Monday, October 08, 2007

Lenny Bernstein: Hero Not

Lenny Bernstein was many things -- driven, egotistical, often brilliant, often excessive and yes, flamboyant -- but a "gay hero?" That's how the Blade described him in an article about Equality Forum's monthlong tribute to gay icons.

I think it's great that gay pioneers like Frank Kameny and Barbara Gittings and some of the others are getting attention. But Bernstein? He was a closeted gay man who married and had sex with men on the side. If he did anything to stand up for the gay community or work for gay civil rights I've never heard of it.

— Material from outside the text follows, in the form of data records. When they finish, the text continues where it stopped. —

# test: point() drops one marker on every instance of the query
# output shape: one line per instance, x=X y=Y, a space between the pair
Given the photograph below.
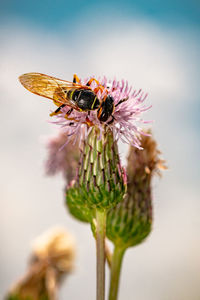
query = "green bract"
x=100 y=182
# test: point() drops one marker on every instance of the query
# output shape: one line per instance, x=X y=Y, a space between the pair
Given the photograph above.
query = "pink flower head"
x=124 y=120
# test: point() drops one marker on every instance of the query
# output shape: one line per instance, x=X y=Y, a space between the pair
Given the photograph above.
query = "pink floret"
x=127 y=115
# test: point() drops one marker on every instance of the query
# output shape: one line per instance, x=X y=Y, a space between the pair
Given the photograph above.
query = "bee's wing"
x=49 y=87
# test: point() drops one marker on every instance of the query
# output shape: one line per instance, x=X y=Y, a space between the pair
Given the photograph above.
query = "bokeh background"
x=155 y=45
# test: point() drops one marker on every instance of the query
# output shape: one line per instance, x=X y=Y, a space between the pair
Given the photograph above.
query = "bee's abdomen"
x=84 y=99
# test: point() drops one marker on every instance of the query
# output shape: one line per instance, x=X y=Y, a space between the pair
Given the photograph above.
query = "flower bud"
x=100 y=183
x=129 y=223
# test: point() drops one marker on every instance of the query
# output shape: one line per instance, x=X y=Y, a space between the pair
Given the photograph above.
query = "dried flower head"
x=129 y=223
x=53 y=256
x=128 y=106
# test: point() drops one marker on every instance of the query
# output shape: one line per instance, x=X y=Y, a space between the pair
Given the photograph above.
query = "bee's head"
x=106 y=109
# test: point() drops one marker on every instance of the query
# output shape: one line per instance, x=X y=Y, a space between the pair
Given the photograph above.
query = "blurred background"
x=155 y=45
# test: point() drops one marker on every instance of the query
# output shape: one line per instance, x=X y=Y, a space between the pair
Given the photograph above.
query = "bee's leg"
x=57 y=111
x=111 y=121
x=76 y=79
x=121 y=101
x=91 y=80
x=68 y=113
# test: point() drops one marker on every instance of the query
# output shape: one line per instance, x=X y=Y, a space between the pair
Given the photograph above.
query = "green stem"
x=115 y=272
x=100 y=244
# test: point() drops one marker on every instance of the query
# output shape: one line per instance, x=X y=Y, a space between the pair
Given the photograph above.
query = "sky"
x=155 y=46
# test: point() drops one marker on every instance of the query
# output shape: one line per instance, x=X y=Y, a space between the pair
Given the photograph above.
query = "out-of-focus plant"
x=52 y=258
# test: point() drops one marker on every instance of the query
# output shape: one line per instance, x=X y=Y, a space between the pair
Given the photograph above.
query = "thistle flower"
x=124 y=120
x=130 y=221
x=100 y=183
x=52 y=257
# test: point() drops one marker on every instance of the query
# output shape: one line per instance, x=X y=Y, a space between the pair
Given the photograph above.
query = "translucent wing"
x=50 y=87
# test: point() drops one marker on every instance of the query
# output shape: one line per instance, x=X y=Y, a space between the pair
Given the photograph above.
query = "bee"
x=73 y=94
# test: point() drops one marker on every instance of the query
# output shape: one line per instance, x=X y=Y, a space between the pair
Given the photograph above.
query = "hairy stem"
x=115 y=272
x=100 y=244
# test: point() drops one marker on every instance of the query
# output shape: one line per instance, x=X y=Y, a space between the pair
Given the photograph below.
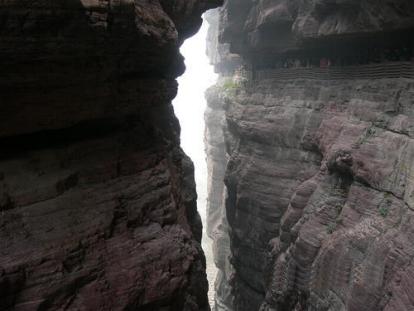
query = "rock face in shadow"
x=97 y=200
x=319 y=180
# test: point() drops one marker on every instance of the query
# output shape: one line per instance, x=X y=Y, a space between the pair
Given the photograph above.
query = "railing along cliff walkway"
x=371 y=71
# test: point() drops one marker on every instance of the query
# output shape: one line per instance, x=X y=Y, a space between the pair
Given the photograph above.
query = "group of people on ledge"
x=369 y=56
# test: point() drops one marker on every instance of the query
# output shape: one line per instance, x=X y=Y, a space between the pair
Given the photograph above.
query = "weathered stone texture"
x=319 y=167
x=97 y=200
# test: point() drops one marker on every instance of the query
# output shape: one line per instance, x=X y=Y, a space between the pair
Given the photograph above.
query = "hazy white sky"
x=189 y=106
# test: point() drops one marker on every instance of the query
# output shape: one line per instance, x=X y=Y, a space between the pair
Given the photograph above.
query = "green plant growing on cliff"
x=330 y=228
x=230 y=86
x=384 y=211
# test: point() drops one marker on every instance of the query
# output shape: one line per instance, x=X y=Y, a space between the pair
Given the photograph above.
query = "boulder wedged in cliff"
x=97 y=200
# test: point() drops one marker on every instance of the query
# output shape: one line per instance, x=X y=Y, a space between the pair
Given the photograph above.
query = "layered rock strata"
x=97 y=200
x=319 y=179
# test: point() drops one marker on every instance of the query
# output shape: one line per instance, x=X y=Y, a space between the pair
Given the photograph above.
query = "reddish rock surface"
x=97 y=200
x=318 y=180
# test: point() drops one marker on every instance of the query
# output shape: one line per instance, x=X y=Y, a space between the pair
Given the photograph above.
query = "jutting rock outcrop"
x=97 y=200
x=318 y=128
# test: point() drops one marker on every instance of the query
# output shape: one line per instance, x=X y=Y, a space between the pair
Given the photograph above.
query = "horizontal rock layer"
x=319 y=180
x=97 y=200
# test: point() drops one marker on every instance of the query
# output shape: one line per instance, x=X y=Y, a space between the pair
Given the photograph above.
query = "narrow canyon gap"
x=189 y=107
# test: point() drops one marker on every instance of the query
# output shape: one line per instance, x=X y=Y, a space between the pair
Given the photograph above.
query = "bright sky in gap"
x=189 y=106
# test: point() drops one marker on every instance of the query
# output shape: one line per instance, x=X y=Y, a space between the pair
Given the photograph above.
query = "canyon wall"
x=97 y=200
x=316 y=211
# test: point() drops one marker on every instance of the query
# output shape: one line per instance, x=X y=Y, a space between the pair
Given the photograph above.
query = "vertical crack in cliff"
x=189 y=107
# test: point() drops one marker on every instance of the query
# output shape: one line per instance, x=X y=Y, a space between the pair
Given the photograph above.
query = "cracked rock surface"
x=97 y=200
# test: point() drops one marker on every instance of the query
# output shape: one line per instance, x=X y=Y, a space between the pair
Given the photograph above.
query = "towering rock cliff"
x=97 y=200
x=317 y=143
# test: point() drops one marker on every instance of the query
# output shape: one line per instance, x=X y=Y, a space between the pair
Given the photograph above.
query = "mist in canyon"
x=189 y=106
x=290 y=145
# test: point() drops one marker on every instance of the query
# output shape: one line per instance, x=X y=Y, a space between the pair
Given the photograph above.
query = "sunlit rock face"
x=97 y=200
x=319 y=170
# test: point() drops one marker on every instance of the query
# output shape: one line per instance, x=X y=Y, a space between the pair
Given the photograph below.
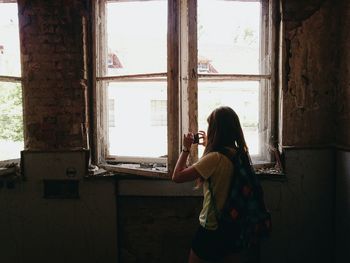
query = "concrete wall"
x=311 y=73
x=55 y=104
x=52 y=34
x=302 y=209
x=342 y=217
x=34 y=229
x=158 y=226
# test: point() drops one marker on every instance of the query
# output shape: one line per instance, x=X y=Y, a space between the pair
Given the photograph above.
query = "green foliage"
x=11 y=121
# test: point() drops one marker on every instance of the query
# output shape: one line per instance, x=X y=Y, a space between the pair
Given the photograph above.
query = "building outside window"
x=11 y=112
x=184 y=67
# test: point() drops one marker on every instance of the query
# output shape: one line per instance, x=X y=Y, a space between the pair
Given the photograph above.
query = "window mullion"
x=189 y=78
x=173 y=101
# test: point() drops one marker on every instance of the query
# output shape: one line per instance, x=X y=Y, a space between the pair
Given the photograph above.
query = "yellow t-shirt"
x=220 y=169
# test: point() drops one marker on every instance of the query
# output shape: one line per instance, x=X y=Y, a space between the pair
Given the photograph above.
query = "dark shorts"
x=211 y=245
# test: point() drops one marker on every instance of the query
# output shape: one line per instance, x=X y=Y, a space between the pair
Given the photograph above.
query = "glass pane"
x=9 y=40
x=137 y=37
x=139 y=118
x=11 y=122
x=228 y=37
x=242 y=97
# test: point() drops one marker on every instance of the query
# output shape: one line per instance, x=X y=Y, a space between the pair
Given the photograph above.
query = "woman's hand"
x=202 y=138
x=188 y=140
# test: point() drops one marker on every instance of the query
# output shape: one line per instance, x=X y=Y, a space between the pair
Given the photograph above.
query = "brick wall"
x=54 y=86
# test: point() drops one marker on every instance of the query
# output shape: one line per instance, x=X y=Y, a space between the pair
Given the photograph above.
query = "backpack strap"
x=213 y=201
x=212 y=197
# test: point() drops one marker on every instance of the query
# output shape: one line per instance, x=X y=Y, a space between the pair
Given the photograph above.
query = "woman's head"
x=224 y=130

Bernstein was a gifted artist and a legendary (in his own mind, for sure) leader of American music. He surely was not a leader in the gay community.

1 comment:

Anonymous said...

According to William R. Trotter in "Priest of Music; the Life of Dimitri Mitropoulos," in 1949 Lenny outed Mitropoulos, who was competing with Munch for the Boston Orchestra, to Koussevitzky who promptly denied Mitropoulos the conductorship of the BO. This kind of betrayal doesn't speak well of LB who wanted the conductor's chair for himself. Of course LB wasn't European, was a leftist, was associated with Broadway, and was Jewish, to say nothing of being very young, though not yet commonly known as gay or bi. So he didn't get it either.